Department of Gastroenterology and Hepatology, Department of Health, Medicine, and Caring Sciences, Linköping University, SE-581 83 Linköping, Sweden.
Metabolism. 2021 Feb;115:154439. doi: 10.1016/j.metabol.2020.154439. Epub 2020 Nov 25.
Non-alcoholic fatty liver disease (NAFLD) is the most common chronic liver disease worldwide. Whether moderate alcohol consumption plays a role for progression of NAFLD is disputed. Moreover, it is not known which tool is ideal for assessment of alcohol consumption in NAFLD. This study aimed to evaluate if moderate alcohol consumption assessed with different methods, including the biological marker phosphatidylethanol (PEth), is associated with advanced fibrosis in NAFLD.

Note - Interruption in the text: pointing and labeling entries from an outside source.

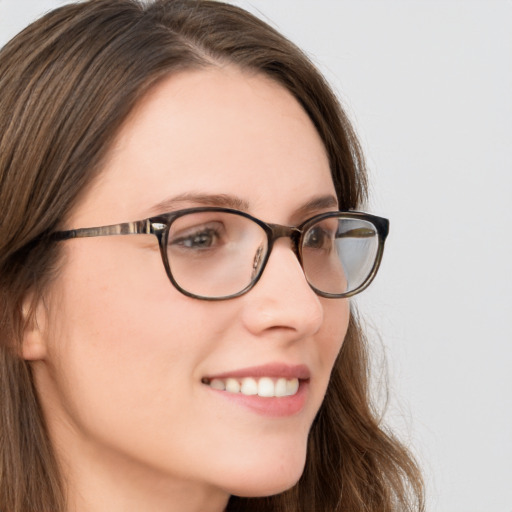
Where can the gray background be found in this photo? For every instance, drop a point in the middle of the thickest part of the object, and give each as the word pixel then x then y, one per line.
pixel 428 85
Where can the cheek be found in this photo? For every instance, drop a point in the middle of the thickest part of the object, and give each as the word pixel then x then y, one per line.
pixel 118 339
pixel 335 326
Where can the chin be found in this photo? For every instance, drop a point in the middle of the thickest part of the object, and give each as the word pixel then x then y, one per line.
pixel 269 479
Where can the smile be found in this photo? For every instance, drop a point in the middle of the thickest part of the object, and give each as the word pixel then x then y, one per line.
pixel 263 386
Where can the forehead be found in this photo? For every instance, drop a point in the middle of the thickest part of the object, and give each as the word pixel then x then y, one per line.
pixel 212 131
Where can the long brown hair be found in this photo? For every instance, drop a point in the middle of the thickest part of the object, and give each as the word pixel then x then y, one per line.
pixel 67 84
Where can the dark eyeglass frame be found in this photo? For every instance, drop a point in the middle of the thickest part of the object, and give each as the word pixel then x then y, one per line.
pixel 160 225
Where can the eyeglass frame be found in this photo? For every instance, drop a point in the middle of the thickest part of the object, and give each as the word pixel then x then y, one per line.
pixel 160 225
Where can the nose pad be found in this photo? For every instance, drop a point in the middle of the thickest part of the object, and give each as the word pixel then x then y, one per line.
pixel 258 260
pixel 282 299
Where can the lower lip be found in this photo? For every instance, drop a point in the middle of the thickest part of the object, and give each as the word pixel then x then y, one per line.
pixel 276 407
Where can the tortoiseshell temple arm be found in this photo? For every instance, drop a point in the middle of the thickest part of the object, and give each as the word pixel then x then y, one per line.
pixel 126 228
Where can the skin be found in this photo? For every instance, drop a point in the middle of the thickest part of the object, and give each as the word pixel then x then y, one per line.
pixel 118 353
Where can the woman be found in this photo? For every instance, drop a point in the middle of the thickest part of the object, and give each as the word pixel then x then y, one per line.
pixel 211 362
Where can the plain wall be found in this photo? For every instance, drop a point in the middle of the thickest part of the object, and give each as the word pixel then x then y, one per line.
pixel 428 85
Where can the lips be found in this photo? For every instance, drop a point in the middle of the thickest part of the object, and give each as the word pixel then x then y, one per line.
pixel 264 386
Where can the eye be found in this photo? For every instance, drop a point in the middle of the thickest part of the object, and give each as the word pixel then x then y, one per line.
pixel 197 238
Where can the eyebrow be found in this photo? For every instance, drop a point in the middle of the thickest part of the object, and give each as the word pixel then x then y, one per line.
pixel 220 200
pixel 236 203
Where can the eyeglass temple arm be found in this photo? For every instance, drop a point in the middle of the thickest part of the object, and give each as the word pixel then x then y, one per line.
pixel 126 228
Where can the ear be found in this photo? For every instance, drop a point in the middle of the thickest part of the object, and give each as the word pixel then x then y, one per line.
pixel 34 336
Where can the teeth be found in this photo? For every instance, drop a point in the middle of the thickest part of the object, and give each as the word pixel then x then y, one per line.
pixel 264 386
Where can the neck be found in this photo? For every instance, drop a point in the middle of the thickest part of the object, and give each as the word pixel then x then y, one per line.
pixel 101 481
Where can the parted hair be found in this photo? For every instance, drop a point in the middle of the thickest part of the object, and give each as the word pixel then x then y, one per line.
pixel 68 82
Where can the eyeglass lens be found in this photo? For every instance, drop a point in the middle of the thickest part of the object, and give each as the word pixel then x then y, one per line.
pixel 218 254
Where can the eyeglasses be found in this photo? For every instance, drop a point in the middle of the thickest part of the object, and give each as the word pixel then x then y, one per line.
pixel 214 253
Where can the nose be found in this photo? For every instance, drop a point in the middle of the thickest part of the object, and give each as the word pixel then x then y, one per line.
pixel 282 300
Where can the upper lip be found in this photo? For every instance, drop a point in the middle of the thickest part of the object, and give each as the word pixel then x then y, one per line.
pixel 274 370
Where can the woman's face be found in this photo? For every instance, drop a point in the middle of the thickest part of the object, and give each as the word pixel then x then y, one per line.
pixel 126 359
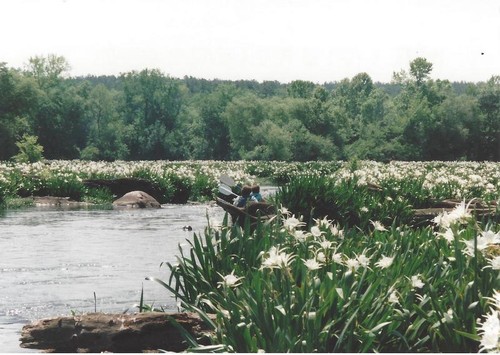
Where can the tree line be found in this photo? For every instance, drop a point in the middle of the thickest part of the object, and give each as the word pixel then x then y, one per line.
pixel 147 115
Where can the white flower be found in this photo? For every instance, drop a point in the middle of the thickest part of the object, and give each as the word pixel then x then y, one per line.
pixel 291 223
pixel 393 297
pixel 336 231
pixel 416 282
pixel 230 280
pixel 352 264
pixel 458 215
pixel 385 262
pixel 489 330
pixel 284 211
pixel 494 263
pixel 277 259
pixel 325 244
pixel 315 231
pixel 323 222
pixel 484 240
pixel 378 226
pixel 337 258
pixel 300 235
pixel 447 235
pixel 364 261
pixel 312 264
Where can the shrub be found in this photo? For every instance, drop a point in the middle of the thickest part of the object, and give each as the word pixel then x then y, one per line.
pixel 29 150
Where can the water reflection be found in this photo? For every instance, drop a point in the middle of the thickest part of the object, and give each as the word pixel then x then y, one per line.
pixel 53 260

We conducted a cross-sectional study of patients with biopsy-proven NAFLD. All participants were clinically evaluated with medical history, blood tests, and anthropometric measurements. Alcohol consumption was assessed using PEth in blood, the questionnaire AUDIT-C, and clinical interview.

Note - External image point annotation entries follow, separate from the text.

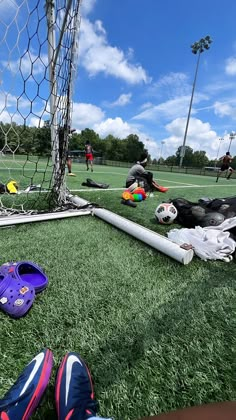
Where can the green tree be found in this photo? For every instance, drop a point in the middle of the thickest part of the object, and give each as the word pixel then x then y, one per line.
pixel 134 148
pixel 171 160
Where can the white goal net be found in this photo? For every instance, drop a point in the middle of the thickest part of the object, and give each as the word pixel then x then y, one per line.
pixel 38 60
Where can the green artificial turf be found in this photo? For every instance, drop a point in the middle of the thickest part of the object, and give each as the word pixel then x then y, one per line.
pixel 156 335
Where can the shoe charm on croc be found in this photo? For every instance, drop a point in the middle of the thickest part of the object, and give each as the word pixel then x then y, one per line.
pixel 26 271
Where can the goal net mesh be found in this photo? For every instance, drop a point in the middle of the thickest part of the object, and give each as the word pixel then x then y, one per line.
pixel 38 60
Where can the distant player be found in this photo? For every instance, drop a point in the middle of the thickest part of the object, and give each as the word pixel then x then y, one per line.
pixel 226 161
pixel 88 155
pixel 138 174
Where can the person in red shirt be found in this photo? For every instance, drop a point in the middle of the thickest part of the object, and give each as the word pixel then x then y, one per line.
pixel 226 161
pixel 88 155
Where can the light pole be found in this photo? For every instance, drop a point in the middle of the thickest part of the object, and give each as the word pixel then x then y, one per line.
pixel 197 48
pixel 231 137
pixel 218 151
pixel 162 144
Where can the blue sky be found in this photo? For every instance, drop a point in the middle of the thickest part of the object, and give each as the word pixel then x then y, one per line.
pixel 136 70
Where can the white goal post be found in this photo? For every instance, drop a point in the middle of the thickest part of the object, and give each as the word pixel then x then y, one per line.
pixel 38 61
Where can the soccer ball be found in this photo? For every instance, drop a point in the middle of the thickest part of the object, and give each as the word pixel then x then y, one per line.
pixel 166 213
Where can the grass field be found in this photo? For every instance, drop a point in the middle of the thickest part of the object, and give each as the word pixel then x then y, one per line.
pixel 157 335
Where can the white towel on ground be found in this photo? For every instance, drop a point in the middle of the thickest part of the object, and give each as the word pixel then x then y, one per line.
pixel 209 243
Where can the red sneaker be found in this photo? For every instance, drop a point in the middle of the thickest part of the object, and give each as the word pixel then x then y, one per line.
pixel 162 189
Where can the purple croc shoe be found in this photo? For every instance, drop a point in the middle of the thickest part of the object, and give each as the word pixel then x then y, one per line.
pixel 28 272
pixel 16 296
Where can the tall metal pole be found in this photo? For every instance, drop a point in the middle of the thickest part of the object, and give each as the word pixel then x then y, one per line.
pixel 231 137
pixel 197 47
pixel 189 112
pixel 218 151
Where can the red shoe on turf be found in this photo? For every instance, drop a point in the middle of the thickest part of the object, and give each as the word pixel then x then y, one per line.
pixel 162 189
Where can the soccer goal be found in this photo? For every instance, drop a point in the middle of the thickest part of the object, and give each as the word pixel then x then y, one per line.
pixel 38 61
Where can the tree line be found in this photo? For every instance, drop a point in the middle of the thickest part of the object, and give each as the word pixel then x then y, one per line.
pixel 37 141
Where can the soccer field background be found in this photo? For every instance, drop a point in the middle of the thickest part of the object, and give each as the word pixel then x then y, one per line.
pixel 156 335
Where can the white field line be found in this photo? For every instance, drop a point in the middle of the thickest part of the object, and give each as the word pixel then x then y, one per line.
pixel 173 182
pixel 123 189
pixel 173 187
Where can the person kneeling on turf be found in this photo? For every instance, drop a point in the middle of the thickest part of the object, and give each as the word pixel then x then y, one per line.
pixel 138 174
pixel 226 160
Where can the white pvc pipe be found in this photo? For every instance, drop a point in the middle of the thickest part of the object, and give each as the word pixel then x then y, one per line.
pixel 19 219
pixel 159 242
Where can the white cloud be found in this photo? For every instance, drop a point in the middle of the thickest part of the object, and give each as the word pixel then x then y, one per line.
pixel 97 56
pixel 123 100
pixel 87 6
pixel 171 85
pixel 230 67
pixel 86 115
pixel 170 109
pixel 200 136
pixel 117 127
pixel 121 129
pixel 223 109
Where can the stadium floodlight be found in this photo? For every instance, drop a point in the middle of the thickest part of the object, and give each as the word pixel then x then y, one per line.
pixel 162 144
pixel 197 48
pixel 231 137
pixel 39 54
pixel 218 151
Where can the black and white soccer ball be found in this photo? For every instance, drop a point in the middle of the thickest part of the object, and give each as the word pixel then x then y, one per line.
pixel 166 213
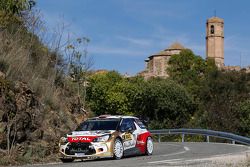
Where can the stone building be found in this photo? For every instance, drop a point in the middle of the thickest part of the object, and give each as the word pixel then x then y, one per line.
pixel 215 40
pixel 156 64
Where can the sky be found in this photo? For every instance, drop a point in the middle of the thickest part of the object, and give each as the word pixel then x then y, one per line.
pixel 123 33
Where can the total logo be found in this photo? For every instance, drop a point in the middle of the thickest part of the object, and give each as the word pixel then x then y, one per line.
pixel 80 138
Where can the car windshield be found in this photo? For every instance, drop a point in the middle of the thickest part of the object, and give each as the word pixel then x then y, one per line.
pixel 105 124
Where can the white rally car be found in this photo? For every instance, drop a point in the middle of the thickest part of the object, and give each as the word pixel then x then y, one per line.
pixel 106 136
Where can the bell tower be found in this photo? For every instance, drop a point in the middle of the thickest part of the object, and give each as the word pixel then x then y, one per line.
pixel 215 40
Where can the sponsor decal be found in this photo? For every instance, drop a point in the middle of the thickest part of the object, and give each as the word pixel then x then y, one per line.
pixel 127 136
pixel 75 139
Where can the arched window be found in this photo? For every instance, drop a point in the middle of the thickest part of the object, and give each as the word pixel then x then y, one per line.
pixel 212 29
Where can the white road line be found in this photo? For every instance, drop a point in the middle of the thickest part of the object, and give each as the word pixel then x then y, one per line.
pixel 177 153
pixel 164 161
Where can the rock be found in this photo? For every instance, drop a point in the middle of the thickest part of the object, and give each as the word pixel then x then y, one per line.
pixel 2 75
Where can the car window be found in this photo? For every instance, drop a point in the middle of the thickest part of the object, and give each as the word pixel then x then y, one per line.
pixel 140 124
pixel 107 124
pixel 127 124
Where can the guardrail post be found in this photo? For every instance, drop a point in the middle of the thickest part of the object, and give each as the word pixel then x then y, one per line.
pixel 183 138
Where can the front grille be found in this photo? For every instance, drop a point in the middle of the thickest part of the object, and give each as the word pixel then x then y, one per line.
pixel 85 148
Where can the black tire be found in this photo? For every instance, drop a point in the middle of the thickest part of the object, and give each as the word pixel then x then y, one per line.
pixel 149 146
pixel 118 149
pixel 66 160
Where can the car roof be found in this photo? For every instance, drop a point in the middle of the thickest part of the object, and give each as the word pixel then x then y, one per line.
pixel 113 117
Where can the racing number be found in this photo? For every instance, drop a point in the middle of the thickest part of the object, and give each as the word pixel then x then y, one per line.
pixel 127 136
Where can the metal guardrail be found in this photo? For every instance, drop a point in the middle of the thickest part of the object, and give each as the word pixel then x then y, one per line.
pixel 224 135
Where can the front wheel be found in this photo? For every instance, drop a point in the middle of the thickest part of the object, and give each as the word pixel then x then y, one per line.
pixel 118 149
pixel 149 146
pixel 66 160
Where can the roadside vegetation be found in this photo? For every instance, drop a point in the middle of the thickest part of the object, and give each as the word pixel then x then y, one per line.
pixel 48 88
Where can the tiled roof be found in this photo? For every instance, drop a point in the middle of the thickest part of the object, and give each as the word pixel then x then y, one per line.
pixel 215 20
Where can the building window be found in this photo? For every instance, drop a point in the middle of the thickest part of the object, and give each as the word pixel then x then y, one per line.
pixel 212 29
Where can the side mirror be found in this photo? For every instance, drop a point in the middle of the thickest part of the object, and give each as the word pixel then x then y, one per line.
pixel 129 130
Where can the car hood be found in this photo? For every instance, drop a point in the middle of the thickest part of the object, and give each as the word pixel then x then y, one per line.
pixel 86 136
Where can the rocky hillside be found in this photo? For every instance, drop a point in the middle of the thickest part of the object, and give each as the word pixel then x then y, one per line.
pixel 29 129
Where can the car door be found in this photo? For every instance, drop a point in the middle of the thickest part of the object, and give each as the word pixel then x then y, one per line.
pixel 129 134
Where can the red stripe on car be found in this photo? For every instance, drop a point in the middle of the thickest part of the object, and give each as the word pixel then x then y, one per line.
pixel 77 139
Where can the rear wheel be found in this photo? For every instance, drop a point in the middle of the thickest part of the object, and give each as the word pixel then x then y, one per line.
pixel 149 146
pixel 118 149
pixel 66 160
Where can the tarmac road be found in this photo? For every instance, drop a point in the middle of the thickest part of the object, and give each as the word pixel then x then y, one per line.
pixel 166 154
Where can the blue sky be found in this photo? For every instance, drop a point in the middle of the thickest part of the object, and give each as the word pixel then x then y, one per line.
pixel 125 32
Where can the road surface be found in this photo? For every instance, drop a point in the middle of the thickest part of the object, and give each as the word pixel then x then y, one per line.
pixel 170 154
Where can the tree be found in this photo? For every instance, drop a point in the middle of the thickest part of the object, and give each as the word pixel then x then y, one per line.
pixel 187 69
pixel 16 7
pixel 221 93
pixel 78 66
pixel 105 95
pixel 168 103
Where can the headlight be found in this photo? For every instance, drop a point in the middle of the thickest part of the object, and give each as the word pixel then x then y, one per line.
pixel 102 138
pixel 63 141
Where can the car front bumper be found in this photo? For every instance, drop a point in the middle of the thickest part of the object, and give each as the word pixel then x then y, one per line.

86 patients were included of which 17% had advanced fibrosis. All participants reported alcohol consumption < 140 g/week. Average weekly alcohol consumption was higher in the group with advanced fibrosis. Moderate alcohol consumption, independently of the method of assessment, was associated with increased probability of advanced fibrosis (adjusted OR 5.5-9.7, 95% CI 1.05-69.6). Patients with type 2 diabetes mellitus (T2DM) consuming moderate amounts of alcohol had a significantly higher rate of advanced fibrosis compared with those consuming low amounts (50.0-60.0% vs. 3.3-21.6%, p < 0.05).

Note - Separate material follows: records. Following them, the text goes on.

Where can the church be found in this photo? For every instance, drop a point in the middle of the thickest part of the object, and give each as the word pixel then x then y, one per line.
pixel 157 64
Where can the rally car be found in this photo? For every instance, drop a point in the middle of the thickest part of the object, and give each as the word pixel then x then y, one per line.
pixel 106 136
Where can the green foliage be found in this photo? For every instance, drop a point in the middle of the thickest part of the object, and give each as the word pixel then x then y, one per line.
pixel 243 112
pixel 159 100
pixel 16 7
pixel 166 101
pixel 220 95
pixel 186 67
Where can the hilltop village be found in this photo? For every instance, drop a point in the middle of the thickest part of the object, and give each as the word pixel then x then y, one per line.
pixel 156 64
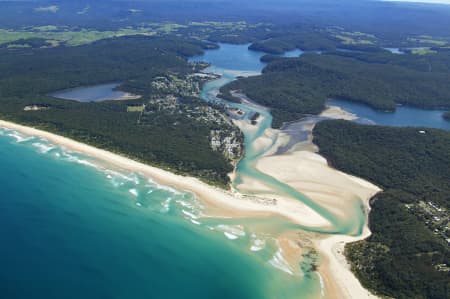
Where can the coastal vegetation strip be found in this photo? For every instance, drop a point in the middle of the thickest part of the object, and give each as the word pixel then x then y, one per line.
pixel 295 87
pixel 407 255
pixel 178 137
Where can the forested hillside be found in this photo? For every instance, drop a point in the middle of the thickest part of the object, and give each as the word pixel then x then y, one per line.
pixel 407 255
pixel 294 87
pixel 28 75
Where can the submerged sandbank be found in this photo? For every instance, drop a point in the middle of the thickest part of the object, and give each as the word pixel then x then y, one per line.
pixel 302 168
pixel 221 202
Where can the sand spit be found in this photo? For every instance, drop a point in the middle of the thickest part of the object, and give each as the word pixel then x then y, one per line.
pixel 304 169
pixel 221 203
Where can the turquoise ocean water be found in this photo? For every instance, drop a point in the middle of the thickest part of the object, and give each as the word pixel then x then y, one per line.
pixel 74 227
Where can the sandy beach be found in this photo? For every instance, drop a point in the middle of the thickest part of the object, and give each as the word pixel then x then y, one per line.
pixel 301 168
pixel 305 170
pixel 222 202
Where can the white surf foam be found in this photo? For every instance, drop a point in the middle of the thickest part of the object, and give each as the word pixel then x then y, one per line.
pixel 189 214
pixel 134 192
pixel 230 236
pixel 20 138
pixel 43 148
pixel 195 222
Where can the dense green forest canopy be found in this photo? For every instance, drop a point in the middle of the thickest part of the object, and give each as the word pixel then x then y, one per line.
pixel 28 75
pixel 447 115
pixel 294 87
pixel 407 255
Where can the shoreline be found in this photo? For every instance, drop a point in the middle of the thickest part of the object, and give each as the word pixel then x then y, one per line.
pixel 222 202
pixel 338 280
pixel 304 169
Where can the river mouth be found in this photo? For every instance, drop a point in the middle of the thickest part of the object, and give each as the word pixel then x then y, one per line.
pixel 285 164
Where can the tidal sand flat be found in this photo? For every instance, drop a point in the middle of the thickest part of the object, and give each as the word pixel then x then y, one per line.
pixel 303 176
pixel 83 226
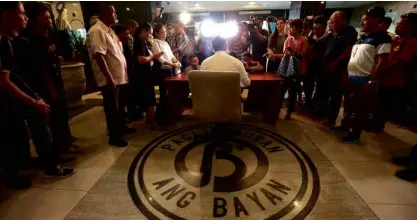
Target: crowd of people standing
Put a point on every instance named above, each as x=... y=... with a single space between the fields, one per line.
x=372 y=75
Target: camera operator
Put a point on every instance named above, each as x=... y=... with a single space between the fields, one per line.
x=258 y=38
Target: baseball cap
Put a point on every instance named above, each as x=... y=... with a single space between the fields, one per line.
x=376 y=12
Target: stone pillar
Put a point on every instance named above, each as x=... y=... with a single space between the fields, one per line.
x=302 y=9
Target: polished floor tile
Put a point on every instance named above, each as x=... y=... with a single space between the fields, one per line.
x=390 y=212
x=376 y=183
x=355 y=181
x=40 y=204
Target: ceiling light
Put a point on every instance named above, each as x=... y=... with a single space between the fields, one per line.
x=185 y=18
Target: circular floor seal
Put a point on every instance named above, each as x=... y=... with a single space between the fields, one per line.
x=223 y=171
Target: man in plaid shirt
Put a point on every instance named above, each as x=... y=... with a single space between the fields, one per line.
x=178 y=41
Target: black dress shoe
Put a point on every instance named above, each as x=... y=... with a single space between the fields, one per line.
x=404 y=161
x=118 y=142
x=407 y=174
x=64 y=159
x=18 y=182
x=129 y=131
x=59 y=171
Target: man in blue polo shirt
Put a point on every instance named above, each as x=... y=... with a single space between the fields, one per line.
x=368 y=57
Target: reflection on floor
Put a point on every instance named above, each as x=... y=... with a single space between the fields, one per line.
x=356 y=182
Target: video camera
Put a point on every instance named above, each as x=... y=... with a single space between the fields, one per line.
x=252 y=22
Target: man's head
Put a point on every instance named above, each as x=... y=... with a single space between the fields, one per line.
x=247 y=57
x=107 y=14
x=307 y=26
x=319 y=26
x=159 y=31
x=193 y=60
x=179 y=28
x=259 y=22
x=170 y=28
x=132 y=25
x=219 y=44
x=280 y=24
x=13 y=16
x=295 y=27
x=386 y=22
x=407 y=26
x=337 y=21
x=122 y=32
x=39 y=16
x=372 y=19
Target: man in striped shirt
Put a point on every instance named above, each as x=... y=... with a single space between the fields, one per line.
x=368 y=59
x=178 y=41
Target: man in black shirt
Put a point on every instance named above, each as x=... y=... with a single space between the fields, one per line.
x=339 y=46
x=19 y=102
x=43 y=74
x=317 y=41
x=251 y=65
x=259 y=40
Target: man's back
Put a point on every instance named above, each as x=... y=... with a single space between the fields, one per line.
x=221 y=61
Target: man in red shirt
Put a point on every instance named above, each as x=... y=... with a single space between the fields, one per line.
x=403 y=58
x=401 y=62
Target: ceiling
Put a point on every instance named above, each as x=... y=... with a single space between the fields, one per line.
x=196 y=6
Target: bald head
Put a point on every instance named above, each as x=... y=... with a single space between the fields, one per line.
x=337 y=21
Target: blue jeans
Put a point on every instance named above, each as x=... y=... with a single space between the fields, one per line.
x=41 y=136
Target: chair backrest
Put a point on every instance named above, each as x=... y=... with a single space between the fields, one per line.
x=216 y=95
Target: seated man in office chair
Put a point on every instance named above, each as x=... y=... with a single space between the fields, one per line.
x=250 y=65
x=222 y=61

Moderate alcohol consumption, irrespective of assessment method (clinical interview, AUDIT-C, and PEth), was associated with advanced fibrosis. PEth in blood ≥ 50 ng/mL may be a biological marker indicating increased risk for advanced fibrosis in NAFLD. Patients with T2DM consuming moderate amounts of alcohol had the highest risk of advanced fibrosis, indicating a synergistic effect of insulin resistance and alcohol on the histopathological progression of NAFLD.
非酒精性脂肪性肝病(NAFLD)是全球最常见的慢性肝病。适量饮酒是否会导致 NAFLD 进展仍存在争议。此外,目前尚不清楚哪种工具最适合评估 NAFLD 患者的饮酒量。本研究旨在评估使用不同方法(包括生物标志物乙醇膦酸酯(PEth))评估的适量饮酒是否与 NAFLD 中的晚期纤维化有关。
我们对经活检证实为 NAFLD 的患者进行了横断面研究。所有参与者均接受了病史、血液检查和人体测量学评估。使用血液中的 PEth、AUDIT-C 问卷和临床访谈评估饮酒量。
共纳入 86 例患者,其中 17%的患者存在晚期纤维化。所有参与者均报告每周饮酒量<140g。晚期纤维化组的平均每周饮酒量较高。独立于评估方法,适量饮酒与晚期纤维化的发生概率增加相关(调整后的 OR 5.5-9.7,95%CI 1.05-69.6)。与低量饮酒者相比,患有 2 型糖尿病(T2DM)且适量饮酒的患者晚期纤维化发生率显著更高(50.0-60.0%比 3.3-21.6%,p<0.05)。
无论评估方法(临床访谈、AUDIT-C 和 PEth)如何,适量饮酒均与晚期纤维化相关。血液中 PEth≥50ng/ml 可能是预示 NAFLD 晚期纤维化风险增加的生物标志物。患有 T2DM 且适量饮酒的患者晚期纤维化风险最高,表明胰岛素抵抗和酒精对 NAFLD 组织病理学进展有协同作用。